Similar views were held by senior public officials. Sir Charles Trevelyan was co-founder with Sir John McNeill of the Highland and Island Emigration Society. In a letter to McNeill in 1852 he wrote that

"A national effort" would now be necessary in order to rid the land of "the surviving Irish and Scotch Celts". The exodus would then allow for the settlement of a racially superior people of Teutonic stock. He welcomed "the prospects of flights of Germans settling here in increasing numbers – an orderly, moral, industrious and frugal people, less foreign to us than the Irish or Scotch Celt, a congenial element which will readily assimilate with our body politic."

Political responses

Karl Marx was living in London during the peak of the national controversy over the Highland Clearances. In Das Kapital he described them as

The spoliation of the church's property, the fraudulent alienation of the State domains, the robbery of the common lands, the usurpation of feudal and clan property, and its transformation into modern private property under circumstances of reckless terrorism...

The Highland Land League eventually achieved land reform in the enactment of Crofting Acts, but these could not bring economic viability and came too late, at a time when the land was already suffering from depopulation.

Legacy of the Clearances

The Canadian Boat-Song expresses the desolation felt by those exiled from poor, but tight-knit communities with a longstanding, distinctive, and rich culture: "Yet still the blood is strong, the heart is Highland, And we in dreams behold the Hebrides."

The diaspora was worldwide, but emigrants settled in close communities in Prince Edward Island, Nova Scotia (Antigonish and Pictou counties and later Cape Breton), the Glengarry and Kingston areas of Ontario and the Carolinas of the American colonies. Canadian Gaelic was widely spoken for some two centuries.
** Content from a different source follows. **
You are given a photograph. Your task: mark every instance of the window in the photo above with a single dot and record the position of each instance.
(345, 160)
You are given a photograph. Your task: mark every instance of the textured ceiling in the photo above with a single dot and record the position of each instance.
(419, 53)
One estimate for Cape Breton, Nova Scotia has 25,000 Gaelic-speaking Scots arriving as immigrants between 1775 and 1850. At the beginning of the 20th century, there were an estimated 100,000 Gaelic speakers in Cape Breton, but because of economic migration to English-speaking areas and the lack of Gaelic education in the Nova Scotian school system, the numbers of Gaelic speakers fell dramatically. By the beginning of the 21st century, the number of native Gaelic speakers had fallen to well below 1,000, though Highland surnames (and Roman Catholic confession) are still common in areas of Nova Scotia, such as in the town of Antigonish and the island of Cape Breton.

Highland surnames are also widespread in Canada, the USA, Australia, and New Zealand.
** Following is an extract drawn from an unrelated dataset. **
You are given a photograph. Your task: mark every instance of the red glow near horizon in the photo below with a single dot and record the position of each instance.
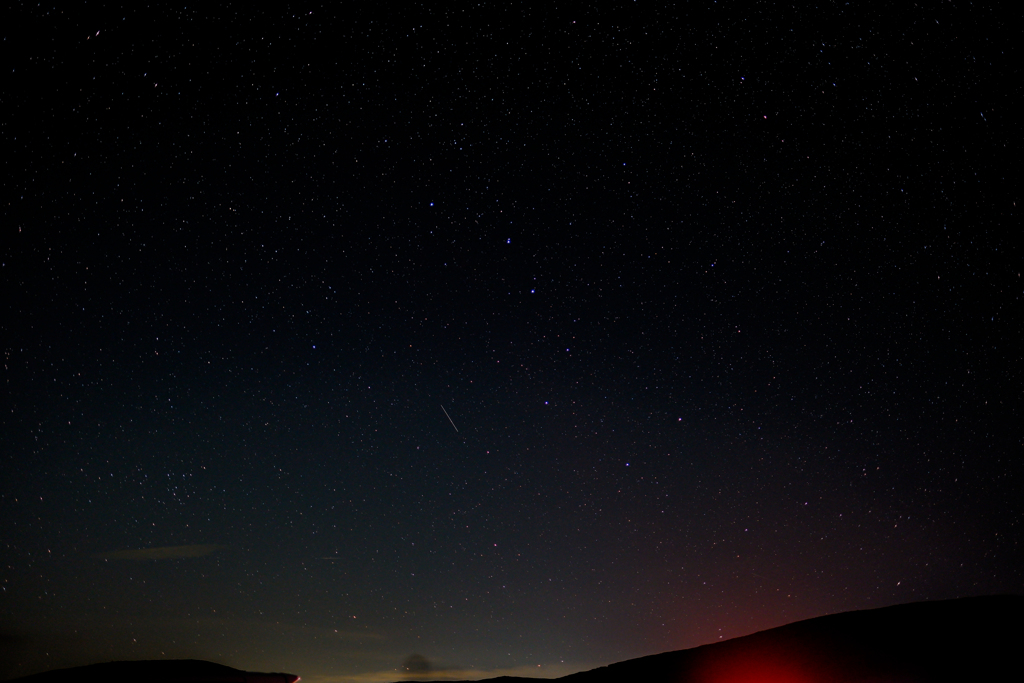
(758, 669)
The clearances were an influential theme in Scots literature, with notable examples such as Consider the Lilies, a novel by Iain Crichton Smith.
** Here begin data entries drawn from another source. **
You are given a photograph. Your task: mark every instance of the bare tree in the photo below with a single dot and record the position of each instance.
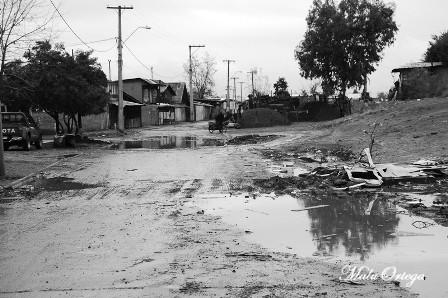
(262, 85)
(19, 22)
(204, 69)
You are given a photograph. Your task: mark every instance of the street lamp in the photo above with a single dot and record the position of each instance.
(135, 30)
(190, 70)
Memorials to the Clearances

On 23 July 2007, the Scottish First Minister Alex Salmond unveiled a 3-metre (10 ft) high bronze Exiles statue, by Gerald Laing, in Helmsdale, Sutherland, which commemorates the people who were cleared from the area by landowners and left their homeland to begin new lives overseas. The statue, which depicts a family leaving their home, stands at the mouth of the Strath of Kildonan and was funded by Dennis Macleod, a Scottish-Canadian mining millionaire who also attended the ceremony.

An identical 3-metre (10 ft) high bronze Exiles statue has also been set up on the banks of the Red River in Winnipeg, Manitoba, Canada.